# Reputable international movers



## 95107 (May 4, 2010)

First, my thanks to the knowledgeable members and moderators of this forum who have already provided us with many useful suggestions and valuable information!

We will be moving to Edinburgh this summer. We've begun hearing horror stories about international moving companies.

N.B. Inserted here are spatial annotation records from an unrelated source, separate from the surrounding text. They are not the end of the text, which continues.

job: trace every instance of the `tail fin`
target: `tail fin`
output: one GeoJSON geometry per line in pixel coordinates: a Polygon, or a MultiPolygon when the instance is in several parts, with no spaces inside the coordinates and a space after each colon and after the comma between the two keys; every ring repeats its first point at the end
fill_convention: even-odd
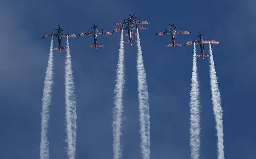
{"type": "Polygon", "coordinates": [[[96,47],[95,47],[95,45],[89,45],[88,46],[88,47],[103,47],[103,45],[96,45],[96,47]]]}
{"type": "MultiPolygon", "coordinates": [[[[67,49],[67,47],[62,47],[60,48],[60,50],[66,50],[66,49],[67,49]]],[[[59,50],[60,48],[59,48],[59,47],[53,47],[52,48],[52,49],[54,50],[59,50]]]]}
{"type": "MultiPolygon", "coordinates": [[[[210,55],[204,55],[204,57],[210,57],[210,55]]],[[[196,57],[202,57],[203,56],[202,54],[200,55],[196,55],[196,57]]]]}
{"type": "MultiPolygon", "coordinates": [[[[128,36],[129,35],[128,34],[125,34],[126,36],[128,36]]],[[[133,33],[132,34],[132,35],[137,35],[137,34],[136,33],[133,33]]]]}
{"type": "Polygon", "coordinates": [[[178,47],[178,46],[181,46],[181,45],[182,45],[181,44],[175,44],[174,46],[173,46],[173,44],[167,44],[166,45],[166,46],[168,47],[173,47],[173,46],[178,47]]]}
{"type": "MultiPolygon", "coordinates": [[[[137,41],[137,40],[132,40],[132,42],[136,42],[137,41]]],[[[128,40],[127,41],[124,41],[124,43],[130,43],[130,42],[131,42],[130,41],[130,40],[128,40]]]]}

Does anyone have recommendations for reputable movers, specifically for shipping from the US to the UK? This isn't a full household move-- more like 25 boxes/ 100 cubic feet.

Thank you!


----------



## HavePassportWillTravel (Feb 27, 2009)

adamjbock said:


> First, my thanks to the knowledgeable members and moderators of this forum who have already provided us with many useful suggestions and valuable information!
> 
> We will be moving to Edinburgh this summer. We've begun hearing horror stories about international moving companies.
> 
> ...


Stay tuned. We're meeting with an international mover on June 23 to discuss our move from Florida to Wales. I'll let you know what I find out.
Jann Seal


----------



## madhat (May 13, 2009)

Look for UTS movers, I think that's a worldwide brand of fairly high-quality intl. movers. We've moved twice internationally with them.


----------



## HavePassportWillTravel (Feb 27, 2009)

Thank you for the suggestion. I have written to them and am awaiting a reply. I'll let you know!
Again, thanks!
Jann Seal


----------